Benchmarking DrivAER

To further assess and thoroughly benchmark our method in a controlled setting, we performed extensive simulation analysis. We used the Splatter [34] framework to simulate scRNA-seq data consisting of 2 groups of cells with subtle transcriptional differences where only 10% of genes were DE between the 2 groups. Subsequently, we generated different gene sets that varied in the number of truly DE genes (Fig. 3A). The gene sets ranged from sets without any truly DE genes (DE fraction = 0) to sets consisting of all truly DE genes (DE fraction = 1). Visualization of all genes in reduced dimensions using UMAP showed no clear separation between the 2 cell groups (Fig. 3B).

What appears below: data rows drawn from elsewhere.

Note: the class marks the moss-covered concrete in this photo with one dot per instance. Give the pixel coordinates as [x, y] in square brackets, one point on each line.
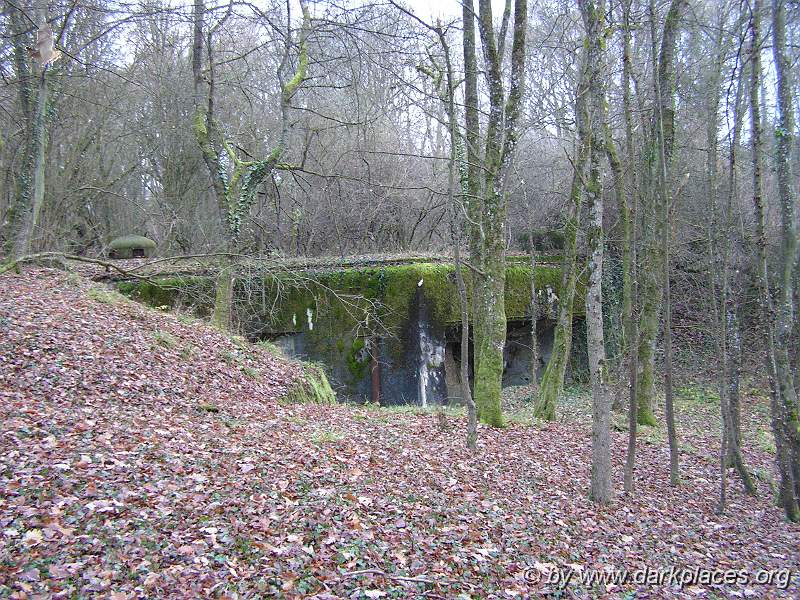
[374, 298]
[337, 312]
[310, 388]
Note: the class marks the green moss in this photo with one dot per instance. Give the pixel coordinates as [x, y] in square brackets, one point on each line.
[170, 291]
[311, 388]
[357, 363]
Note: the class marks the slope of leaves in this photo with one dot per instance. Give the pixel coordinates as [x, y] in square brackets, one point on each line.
[144, 457]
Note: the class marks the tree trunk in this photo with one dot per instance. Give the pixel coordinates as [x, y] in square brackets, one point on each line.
[31, 200]
[783, 455]
[663, 137]
[553, 378]
[534, 319]
[784, 315]
[489, 243]
[601, 491]
[631, 325]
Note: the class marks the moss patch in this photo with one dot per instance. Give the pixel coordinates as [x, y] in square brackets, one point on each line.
[311, 388]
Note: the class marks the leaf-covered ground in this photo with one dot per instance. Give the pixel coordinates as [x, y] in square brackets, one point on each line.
[144, 455]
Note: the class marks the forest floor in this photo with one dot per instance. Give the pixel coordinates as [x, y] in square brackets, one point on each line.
[143, 454]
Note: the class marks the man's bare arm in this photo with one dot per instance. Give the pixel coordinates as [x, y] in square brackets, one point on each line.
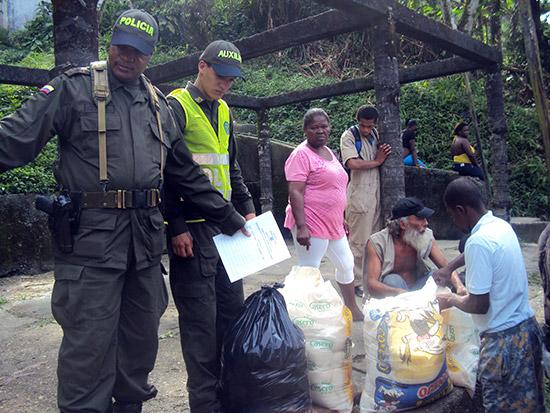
[438, 258]
[373, 269]
[469, 303]
[361, 164]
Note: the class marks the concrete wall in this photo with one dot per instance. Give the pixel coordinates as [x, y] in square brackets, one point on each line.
[426, 184]
[25, 245]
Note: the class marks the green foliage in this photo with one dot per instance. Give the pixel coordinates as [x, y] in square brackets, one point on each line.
[37, 36]
[186, 26]
[37, 176]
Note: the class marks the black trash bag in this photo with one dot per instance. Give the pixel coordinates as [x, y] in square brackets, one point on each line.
[264, 367]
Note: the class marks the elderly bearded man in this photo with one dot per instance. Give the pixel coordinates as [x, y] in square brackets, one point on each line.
[397, 257]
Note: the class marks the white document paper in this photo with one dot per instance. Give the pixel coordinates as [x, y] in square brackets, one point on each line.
[242, 255]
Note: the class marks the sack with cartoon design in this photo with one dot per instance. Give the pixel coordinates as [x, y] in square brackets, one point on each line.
[314, 305]
[405, 354]
[462, 348]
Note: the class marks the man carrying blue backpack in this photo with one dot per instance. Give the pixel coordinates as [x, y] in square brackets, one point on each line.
[362, 154]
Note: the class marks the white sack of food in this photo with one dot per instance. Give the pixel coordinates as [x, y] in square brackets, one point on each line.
[462, 347]
[315, 306]
[404, 350]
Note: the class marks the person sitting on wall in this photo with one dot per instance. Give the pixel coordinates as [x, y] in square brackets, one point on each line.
[464, 154]
[408, 137]
[397, 257]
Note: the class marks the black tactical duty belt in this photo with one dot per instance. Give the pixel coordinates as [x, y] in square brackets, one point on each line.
[121, 199]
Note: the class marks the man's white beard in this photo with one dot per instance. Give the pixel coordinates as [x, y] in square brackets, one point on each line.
[416, 239]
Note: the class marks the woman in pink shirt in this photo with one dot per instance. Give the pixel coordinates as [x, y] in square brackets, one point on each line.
[317, 199]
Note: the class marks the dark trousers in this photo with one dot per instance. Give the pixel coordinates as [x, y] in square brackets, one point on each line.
[467, 169]
[207, 303]
[110, 321]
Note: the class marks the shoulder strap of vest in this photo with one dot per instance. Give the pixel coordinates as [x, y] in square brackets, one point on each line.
[375, 133]
[100, 91]
[155, 99]
[358, 143]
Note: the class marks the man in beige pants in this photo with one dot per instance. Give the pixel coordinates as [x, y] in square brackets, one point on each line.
[362, 154]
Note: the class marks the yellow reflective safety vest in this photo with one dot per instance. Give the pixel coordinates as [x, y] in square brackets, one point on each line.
[210, 149]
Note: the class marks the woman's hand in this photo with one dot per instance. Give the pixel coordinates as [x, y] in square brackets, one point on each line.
[303, 236]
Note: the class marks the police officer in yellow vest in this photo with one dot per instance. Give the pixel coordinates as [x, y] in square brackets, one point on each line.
[115, 136]
[206, 300]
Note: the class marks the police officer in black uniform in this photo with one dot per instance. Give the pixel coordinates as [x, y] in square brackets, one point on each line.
[109, 292]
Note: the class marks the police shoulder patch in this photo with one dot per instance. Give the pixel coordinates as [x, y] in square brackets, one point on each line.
[78, 71]
[46, 89]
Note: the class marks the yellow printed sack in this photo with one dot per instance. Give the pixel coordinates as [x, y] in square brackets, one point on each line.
[405, 354]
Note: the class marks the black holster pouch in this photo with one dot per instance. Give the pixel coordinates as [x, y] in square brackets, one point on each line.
[63, 218]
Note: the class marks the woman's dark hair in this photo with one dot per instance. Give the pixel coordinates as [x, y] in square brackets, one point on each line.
[463, 191]
[458, 127]
[366, 112]
[311, 113]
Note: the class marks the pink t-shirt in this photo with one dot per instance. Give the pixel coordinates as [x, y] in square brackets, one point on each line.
[324, 195]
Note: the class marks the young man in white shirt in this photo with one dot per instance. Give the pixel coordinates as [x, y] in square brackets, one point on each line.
[510, 369]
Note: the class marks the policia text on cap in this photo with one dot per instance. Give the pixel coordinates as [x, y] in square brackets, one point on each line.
[117, 143]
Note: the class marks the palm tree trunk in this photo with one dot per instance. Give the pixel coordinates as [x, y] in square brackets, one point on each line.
[386, 86]
[75, 32]
[535, 74]
[497, 123]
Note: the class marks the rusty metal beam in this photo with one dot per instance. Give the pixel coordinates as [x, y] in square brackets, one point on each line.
[406, 75]
[302, 31]
[23, 76]
[419, 27]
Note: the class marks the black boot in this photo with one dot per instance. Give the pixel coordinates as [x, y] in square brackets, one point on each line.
[127, 407]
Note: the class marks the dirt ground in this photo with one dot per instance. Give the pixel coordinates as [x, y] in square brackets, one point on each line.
[30, 337]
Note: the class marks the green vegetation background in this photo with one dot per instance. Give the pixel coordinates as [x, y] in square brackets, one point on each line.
[436, 104]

However, dimension reduction restricted to truly DE genes using DCA showed separation between the cells (Fig. 3C), indicating that while the signal may be weak across all genes, targeted dimension reduction of specific genes successfully recovered the underlying cellular manifold.
Figure 3:

DrivAER identifies drivers underlying subtle transcriptional changes. (A) Two groups of single cells were simulated and gene sets were created by sampling a mixture of truly differentially expressed (DE) genes and random genes. (B) The global embedding using all genes is visualized using UMAP. (C) The DCA embedding for a gene set consisting of all truly DE genes is depicted. For both (B) and (C), cells are colored by group. (D) Relevance scores (y-axis) for gene sets ranging in the fraction of truly DE genes (x-axis) are displayed across implementations of DrivAER differing in the underlying dimension reduction methods. (E) Relevance scores (y-axis) for gene sets ranging in the fraction of truly DE genes (x-axis) are displayed using random forest (red) and support vector machine (SVM; blue) classification models. (F) Relevance scores (y-axis) for gene sets ranging in the fraction of truly DE genes (x-axis) are displayed across various configurations of the hidden layer. (G) Box plot shows significantly different relevance scores between 10 bootstrap runs of completely random gene sets (red) and gene sets consisting of 20% truly DE genes (blue) (1-sided t-test, P = 0.0467). The boxes represent the interquartile range, the horizontal line in the box is the median, and the whiskers represent 1.5 times the interquartile range. (H) PAGODA's adjusted z-scores (y-axis) are displayed for gene sets ranging in the fraction of truly DE genes (x-axis). (I) VISION's autocorrelation statistic is displayed for gene sets ranging in the fraction of truly DE genes (x-axis). (J) DrivAER (default parameters) relevance scores (y-axis) are displayed for gene sets ranging in the fraction of truly DE genes (x-axis). The horizontal dashed line indicates 0.5, the accuracy of random guesses for a binary outcome. For (D), (E), (F), (H), (I), and (J) lines represent the smoothed values and gray shading represents the 95% confidence interval derived from the smoothing fit.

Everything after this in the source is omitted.